A thorough history and examination should enable you to localize the disease process and generate a differential diagnosis. Confirmation of the diagnosis will usually require neurodiagnostic testing. When any of the tests described here is performed, it is essential to know what you are looking for and to understand the sensitivity (likelihood of a true positive result if the disease is present) and specificity (likelihood of a true negative result if the disease is absent) of each test for diagnosing the disease in question. Risks, benefits, and cost must also be considered.

Lumbar Puncture

Examination of the cerebrospinal fluid (CSF) by lumbar puncture (LP) is essential for diagnosing meningitis and subarachnoid hemorrhage when computed tomography (CT) is negative. It also can be helpful in evaluating peripheral neuropathy, carcinomatous meningitis, pseudotumor cerebri, multiple sclerosis (MS), and a variety of other inflammatory disorders.

  • Technique of LP

    • Proper positioning is the key to success ( Fig. 3.1 ). Position the patient’s back at the edge of the bed, with the head flexed and the legs curled up in the fetal position. Place a pillow under the head; it may be helpful to place another pillow between the legs. Ensure that the shoulders and hips are parallel to each other and perpendicular to the bed (i.e., not tilted forward). Locate the interspace between L4 and L5, which lies at the intercristal line (across the tops of the iliac crests), and insert the needle one level above, between L3 and L4. After sterilizing the area and locally injecting 2% lidocaine, insert a 20-gauge or 22-gauge needle, parallel to the bed and tilted slightly cephalad. As you enter the subarachnoid space, you will feel a slight “pop.” Measure the opening pressure and collect the CSF.

      Fig. 3.1, Positioning for lumbar puncture. A pillow should be placed beneath the head. Hips and shoulders should be parallel to each other and perpendicular to the bed. The spinal needle should be parallel to the bed.

  • Examination of the CSF

    • This examination should always include a cell count (2 mL), protein and glucose analysis (2 mL), a Gram stain and culture (2 mL), and a CSF Venereal Disease Research Laboratory (VDRL) test (1 mL). Additional CSF tests are listed in Table 3.1 . If red blood cells (RBCs) are encountered, check for xanthochromia, which is a yellowish tinge that differentiates true subarachnoid hemorrhage (> 12 hours old) from a traumatic tap. To evaluate the significance of white blood cells (WBCs) in a traumatic tap, recall that the normal ratio of WBCs to RBCs in peripheral blood is 1:700.

      Table 3.1
      Cerebrospinal Fluid Tests

      • Cell count

      • Protein and glucose levels

      • Gram stain and culture

      • VDRL test

      • India ink test (for Cryptococcus neoformans )

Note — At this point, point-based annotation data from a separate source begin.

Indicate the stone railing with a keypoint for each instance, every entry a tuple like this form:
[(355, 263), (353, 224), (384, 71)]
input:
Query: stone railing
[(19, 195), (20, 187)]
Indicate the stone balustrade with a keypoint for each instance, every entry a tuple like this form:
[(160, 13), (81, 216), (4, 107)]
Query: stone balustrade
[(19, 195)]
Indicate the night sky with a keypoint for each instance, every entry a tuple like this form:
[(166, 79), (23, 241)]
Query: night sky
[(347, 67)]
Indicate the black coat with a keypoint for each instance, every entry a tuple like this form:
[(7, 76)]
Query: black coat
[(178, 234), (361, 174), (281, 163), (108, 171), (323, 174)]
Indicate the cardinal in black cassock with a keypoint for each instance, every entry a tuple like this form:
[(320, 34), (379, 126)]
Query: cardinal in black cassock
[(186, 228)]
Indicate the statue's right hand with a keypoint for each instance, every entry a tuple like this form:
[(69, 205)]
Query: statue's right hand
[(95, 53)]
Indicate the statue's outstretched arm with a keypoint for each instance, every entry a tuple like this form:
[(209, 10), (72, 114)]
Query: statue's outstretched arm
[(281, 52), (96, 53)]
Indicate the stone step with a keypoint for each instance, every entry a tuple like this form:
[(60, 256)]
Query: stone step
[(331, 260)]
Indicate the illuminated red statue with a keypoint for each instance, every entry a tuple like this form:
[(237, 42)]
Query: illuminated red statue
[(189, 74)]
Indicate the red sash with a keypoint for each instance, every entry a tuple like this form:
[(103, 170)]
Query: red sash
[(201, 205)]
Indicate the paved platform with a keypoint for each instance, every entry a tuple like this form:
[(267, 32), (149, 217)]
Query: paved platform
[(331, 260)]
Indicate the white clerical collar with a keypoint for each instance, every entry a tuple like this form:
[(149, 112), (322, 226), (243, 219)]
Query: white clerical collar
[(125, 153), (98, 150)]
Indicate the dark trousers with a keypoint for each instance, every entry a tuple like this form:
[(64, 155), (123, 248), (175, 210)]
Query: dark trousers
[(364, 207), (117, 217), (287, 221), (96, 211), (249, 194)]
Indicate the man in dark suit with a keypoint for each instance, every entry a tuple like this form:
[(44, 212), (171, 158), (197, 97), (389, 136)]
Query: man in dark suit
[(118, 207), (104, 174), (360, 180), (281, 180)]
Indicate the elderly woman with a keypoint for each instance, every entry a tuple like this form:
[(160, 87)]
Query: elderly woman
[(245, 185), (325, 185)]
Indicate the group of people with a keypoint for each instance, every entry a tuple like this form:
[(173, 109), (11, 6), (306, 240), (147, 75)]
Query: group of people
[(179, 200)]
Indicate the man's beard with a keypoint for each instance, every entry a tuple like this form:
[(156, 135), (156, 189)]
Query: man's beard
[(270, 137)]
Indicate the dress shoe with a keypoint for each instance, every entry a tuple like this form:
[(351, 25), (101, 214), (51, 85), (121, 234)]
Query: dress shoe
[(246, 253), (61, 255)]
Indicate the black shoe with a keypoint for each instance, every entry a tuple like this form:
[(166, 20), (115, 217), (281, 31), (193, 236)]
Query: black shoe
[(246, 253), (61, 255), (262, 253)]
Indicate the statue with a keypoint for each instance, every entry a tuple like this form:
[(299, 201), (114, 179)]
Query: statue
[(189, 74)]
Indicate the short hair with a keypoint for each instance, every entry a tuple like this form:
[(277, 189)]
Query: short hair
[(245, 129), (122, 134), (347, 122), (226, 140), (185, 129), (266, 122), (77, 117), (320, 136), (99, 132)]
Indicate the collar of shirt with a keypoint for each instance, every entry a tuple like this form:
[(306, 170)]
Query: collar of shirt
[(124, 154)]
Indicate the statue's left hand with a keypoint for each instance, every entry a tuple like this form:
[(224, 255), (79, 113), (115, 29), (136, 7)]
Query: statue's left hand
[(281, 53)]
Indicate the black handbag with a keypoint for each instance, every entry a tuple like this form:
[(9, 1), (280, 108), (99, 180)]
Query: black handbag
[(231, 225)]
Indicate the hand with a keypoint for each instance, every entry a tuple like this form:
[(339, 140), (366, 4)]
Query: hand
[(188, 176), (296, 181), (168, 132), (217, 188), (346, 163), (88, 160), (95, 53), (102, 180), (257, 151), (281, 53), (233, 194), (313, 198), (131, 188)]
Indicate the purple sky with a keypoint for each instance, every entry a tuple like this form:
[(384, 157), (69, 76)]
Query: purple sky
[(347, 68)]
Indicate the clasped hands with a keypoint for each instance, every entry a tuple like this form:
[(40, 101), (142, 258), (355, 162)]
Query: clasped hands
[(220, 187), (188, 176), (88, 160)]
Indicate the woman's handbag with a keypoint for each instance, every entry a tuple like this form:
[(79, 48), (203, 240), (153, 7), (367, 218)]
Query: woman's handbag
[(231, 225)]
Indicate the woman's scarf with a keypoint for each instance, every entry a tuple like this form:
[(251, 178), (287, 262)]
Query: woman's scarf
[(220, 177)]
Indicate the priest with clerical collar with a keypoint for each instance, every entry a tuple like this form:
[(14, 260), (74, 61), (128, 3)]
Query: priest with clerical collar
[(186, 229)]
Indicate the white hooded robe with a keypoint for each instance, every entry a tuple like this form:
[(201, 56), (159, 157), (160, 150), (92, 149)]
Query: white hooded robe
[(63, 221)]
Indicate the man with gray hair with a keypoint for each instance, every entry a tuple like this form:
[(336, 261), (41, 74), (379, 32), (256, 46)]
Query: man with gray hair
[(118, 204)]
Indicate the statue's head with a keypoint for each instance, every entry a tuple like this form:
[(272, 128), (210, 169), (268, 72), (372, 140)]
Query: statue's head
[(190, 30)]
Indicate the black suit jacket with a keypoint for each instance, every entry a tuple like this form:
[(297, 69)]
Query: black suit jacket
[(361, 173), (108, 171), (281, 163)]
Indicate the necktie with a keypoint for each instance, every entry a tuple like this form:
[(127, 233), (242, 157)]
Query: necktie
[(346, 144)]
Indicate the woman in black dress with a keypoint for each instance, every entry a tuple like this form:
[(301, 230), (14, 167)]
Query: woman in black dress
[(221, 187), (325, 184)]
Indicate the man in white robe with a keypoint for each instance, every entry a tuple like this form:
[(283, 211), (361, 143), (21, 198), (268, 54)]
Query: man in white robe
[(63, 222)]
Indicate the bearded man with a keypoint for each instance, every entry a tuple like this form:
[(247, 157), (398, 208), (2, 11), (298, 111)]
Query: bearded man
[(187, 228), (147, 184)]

      • Wet smear (for fungi and amebae)

      • Stain and culture for AFB (for tuberculosis)

      • Cryptococcal antigen titers

      • pH and lactate levels (abnormal in MELAS)

      • Oligoclonal bands (abnormal in multiple sclerosis)

      • IgG index (intrathecal IgG production)

      • IgG and IgM viral antibody studies

      • Latex agglutination bacterial antigen tests (for pneumococcus, meningococcus, and Haemophilus influenzae )

      • Viral isolation studies

      • Cytology (requires fixation in formalin)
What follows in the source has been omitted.